Storing disk images is probably not the most convenient or efficient way to go. If this was ZFS you can send incremental images so only the changes are transferred, but it’s still a very storage-intensive way to backup your data if not all of it is important to you. For example, most people would be able to rebuild their movie collection so protecting may not be as important as it would be for family photos.

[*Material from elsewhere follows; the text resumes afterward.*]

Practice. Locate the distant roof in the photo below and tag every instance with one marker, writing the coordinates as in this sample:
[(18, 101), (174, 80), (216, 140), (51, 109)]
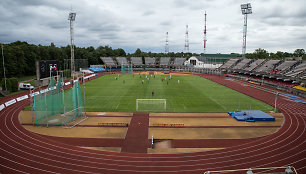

Syncthing is an open source directory synchronization program that might work for you. You install it on your NAS and PC, run it in the background, then pair them and you can sync folders in real time. There is a “send only” option you could enable on the NAS so it will ignore changes the PC makes to the files if you want to make sure the PC doesn’t boark the files. There is a community package repository for Synology devices that has Syncthing in it, or so I hear. Syncthing struggles a bit with >100GB files. Syncthing has versioning settings that can archive modified/deleted copies of files if you want. I use syncthing on all my devices to keep copies of my stuff on all my devices and it works great for what I need.
If you can’t get Syncthing working, Resilio Sync is functionally very similar but has a freemium pricing model and isn’t open source, so it has some annoyances.
In terms of encryption, if you configure encryption of the HDD partition in your PC’s OS, then it would be encrypted on disk but the PC OS would still be able to see the contents of files once you log in. Bitlocker is the easy button solution on Windows, and Linux has a plethora of disk/partition/file encryption schemes. Many of these would work with Syncthing.